If you are writing extensively both anonymously and non-anonymously, you should probably assume that someone motivated enough could match the two together either presently or in the near future as such technology becomes more widespread.
My name here is my name on Reddit is my name on GitHub is my name in real life. I’ve never believed it was possible to be totally anonymous on someone else’s server, so it’s good to have the reminder that I’m absolutely not every time I post anything.
This evidence is inadmissible in general public. You can't go on Twitter, say that the writing style of that and this person is 98% similar per the state of the art SGERT model and convince the public with that. It's also trivial to for a doxing target to dismiss this evidence as another flaky piece of software that's confusing writing styles. This kind of software is useful, but for more specialized purposes: forensics, intelligence.
You don't need any evidence at all to convince the online public of anything it wants to believe, especially if it gives it a target for vitriol. I have to agree with my sibling commenter that believing otherwise is naive given the wealth of evidence to the contrary.
I'd really hate to ruin your naïveté...but sufficiently riled-up mobs have gone after individuals for much, much flimsier evidence than "because this AI says so".

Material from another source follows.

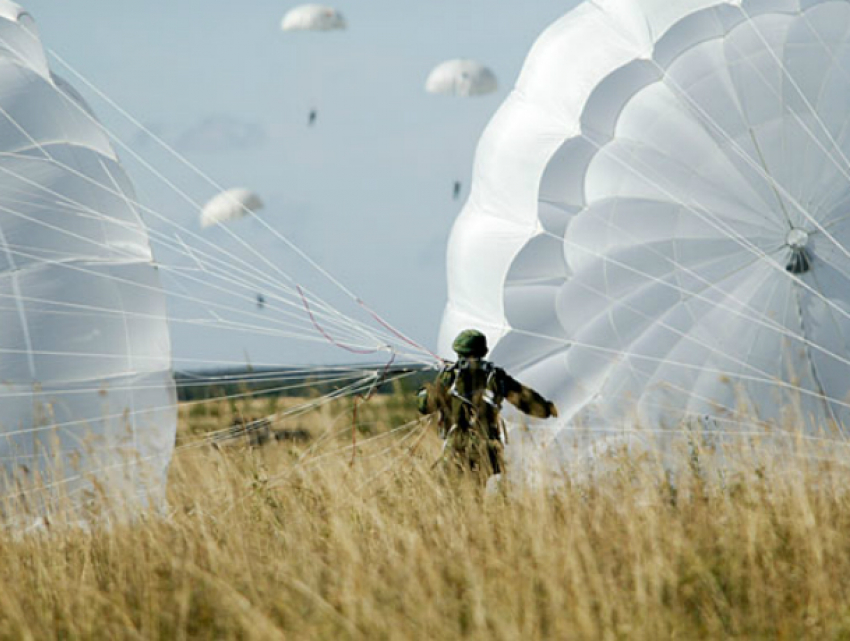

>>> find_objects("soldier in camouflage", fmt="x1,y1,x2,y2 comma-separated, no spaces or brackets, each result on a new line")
419,329,558,481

After they're identified, keen humans will go looking for stronger clues. Maybe the different accounts told the same anecdotes or show they have the same set of opinions or knowledge or the posting times are similar but never coincident or whatever other human-readable evidence.
Yes. The time of day the user posts can reveal to their time zone. People often leave comments that reveal their age or gender. If the user mentions a business or product name, it might only available in certain part of the world. Many people reuse account names on other services and their content their may have more clues... etc.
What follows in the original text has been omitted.